Updated September 18, 2017 - 6:17 pm

With more same-day-delivery services popping up, who says you can’t always get what you want?

It’s just a matter of time before more local businesses add same-day delivery service, said Brian Gordon, co-owner of Las Vegas research and consulting firm Applied Analysis.

Austin-based startup Dropoff Inc. may speed up the trend locally.

Dropoff, a same-day delivery service for businesses, officially launches Tuesday in Las Vegas.

“The way that you think of FedEx and UPS for overnight is the way to think of Dropoff, but for same-day (delivery),” said Dropoff CEO Sean Spector.

Las Vegas is the company’s 17th city. Spector said he intends to grow the company into 50 cities, becoming the “first national same-day-delivery provider.”

Business facing

Unlike the case with other same-day-delivery services like UberRush or Postmates, you won’t be the one to put in the order delivery with Dropoff.

“So for Sprinkles, you as a consumer would go to Sprinkles.com, you would order a dozen cupcakes to be delivered to your office, and then Sprinkles puts the order into our system, and then we pick it up and deliver it at the designated time that we’ve all agreed to,” Spector said.

Sprinkles is the company’s first — and so far only — corporate partner in Las Vegas, though Spector said he has a few deals with other partners in the works.

But similar to services like UberRush, it is independent contractors who will be actually driving and making deliveries. However, they will be uniformed. The independent contractors also have a more detailed “screening process” than other services, Spector said, which he said can take up to 10 days rather than several hours.
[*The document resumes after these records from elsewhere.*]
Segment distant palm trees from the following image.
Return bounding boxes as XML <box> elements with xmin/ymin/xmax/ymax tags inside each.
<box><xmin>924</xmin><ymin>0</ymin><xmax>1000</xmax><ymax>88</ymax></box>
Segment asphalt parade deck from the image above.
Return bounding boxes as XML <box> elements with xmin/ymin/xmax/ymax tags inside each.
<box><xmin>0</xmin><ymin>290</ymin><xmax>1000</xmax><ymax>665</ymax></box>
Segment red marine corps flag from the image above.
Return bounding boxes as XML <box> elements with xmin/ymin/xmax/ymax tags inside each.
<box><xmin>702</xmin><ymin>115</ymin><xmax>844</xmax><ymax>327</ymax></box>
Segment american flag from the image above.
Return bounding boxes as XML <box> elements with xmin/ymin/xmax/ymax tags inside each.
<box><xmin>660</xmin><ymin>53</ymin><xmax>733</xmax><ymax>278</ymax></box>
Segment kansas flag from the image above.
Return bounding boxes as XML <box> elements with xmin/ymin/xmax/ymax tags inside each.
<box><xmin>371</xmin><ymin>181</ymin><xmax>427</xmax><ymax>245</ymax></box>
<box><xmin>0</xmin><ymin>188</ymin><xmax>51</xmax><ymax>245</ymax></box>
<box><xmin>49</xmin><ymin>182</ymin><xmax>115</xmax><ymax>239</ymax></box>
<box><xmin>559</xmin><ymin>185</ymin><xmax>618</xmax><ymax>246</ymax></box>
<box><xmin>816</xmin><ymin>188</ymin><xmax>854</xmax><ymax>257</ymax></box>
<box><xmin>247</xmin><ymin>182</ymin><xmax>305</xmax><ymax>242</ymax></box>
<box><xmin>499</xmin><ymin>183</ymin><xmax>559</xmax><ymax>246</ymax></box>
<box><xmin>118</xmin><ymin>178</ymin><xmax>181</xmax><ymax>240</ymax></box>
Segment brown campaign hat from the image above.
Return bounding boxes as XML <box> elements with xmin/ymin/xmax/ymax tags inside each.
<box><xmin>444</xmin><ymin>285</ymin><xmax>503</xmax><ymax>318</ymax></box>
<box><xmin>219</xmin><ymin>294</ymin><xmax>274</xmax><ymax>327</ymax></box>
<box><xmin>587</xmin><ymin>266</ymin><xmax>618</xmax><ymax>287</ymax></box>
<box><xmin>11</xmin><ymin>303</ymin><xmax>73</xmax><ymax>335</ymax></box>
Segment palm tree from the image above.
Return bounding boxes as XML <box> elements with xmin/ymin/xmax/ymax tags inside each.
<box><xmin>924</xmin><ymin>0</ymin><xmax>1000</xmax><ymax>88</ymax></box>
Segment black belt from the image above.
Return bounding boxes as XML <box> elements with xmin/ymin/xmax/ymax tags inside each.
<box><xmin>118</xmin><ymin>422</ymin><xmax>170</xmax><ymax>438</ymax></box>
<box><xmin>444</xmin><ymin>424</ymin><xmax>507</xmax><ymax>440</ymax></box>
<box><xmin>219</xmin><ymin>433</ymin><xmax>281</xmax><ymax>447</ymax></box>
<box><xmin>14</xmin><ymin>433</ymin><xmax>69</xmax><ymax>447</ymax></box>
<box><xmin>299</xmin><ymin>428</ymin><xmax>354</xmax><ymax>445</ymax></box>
Spector said the company is “always hiring” but declined to give the number of drivers needed in Las Vegas or the number of drivers in any other markets.

Corporate partners

Spector said Dropoff is focused on working with partners in food and grocery, retail, health care, industrial and commercial, and business services.

All drivers will be in compliance with the Health Insurance Portability and Accountability Act, he said, allowing drivers to deliver medications to patients or deliver medical supplies to hospitals or a doctor’s office.

“Health care is fast-growing industry, and it’s one that’s starting to use same-day delivery more and more,” Spector said. (Wes Rand/Las Vegas Review-Journal)

Rob Dyer, senior vice president of strategy and development for HCA Healthcare’s far west division, said the hospital system currently has its own internal system for same-day delivery of medical supplies but does not have an internal system to deliver medications to patients at home.

He said he would be open to anything that could improve the patient experience.

Spector said Dropoff could also be used as a courier service to deliver a specific part for an airplane in a scenario that an airplane has been delayed due to a maintenance problem.

Allegiant spokeswoman Hilarie Grey said the airline “generally” doesn’t use that type of service because it is able to “meet any needs whether through our own network or through local courier services.”

Dropoff may also add a Las Vegas flavor and work with the construction and hospitality industries, which a local construction company said would be beneficial.

“Harris Associates recently completed the new Starbucks at The Venetian,” Julianne Patterson, director of business development for Harris Associates, said in an email. “That project schedule called for our team to work three shifts around the clock in order to meet the opening date successfully. Dropoff would have been great to use for delivering items from the project consolidator to the job site. Due to the immediate need for these items, our team was forced to go and get many of them, as trying to schedule an immediate pickup is almost impossible.”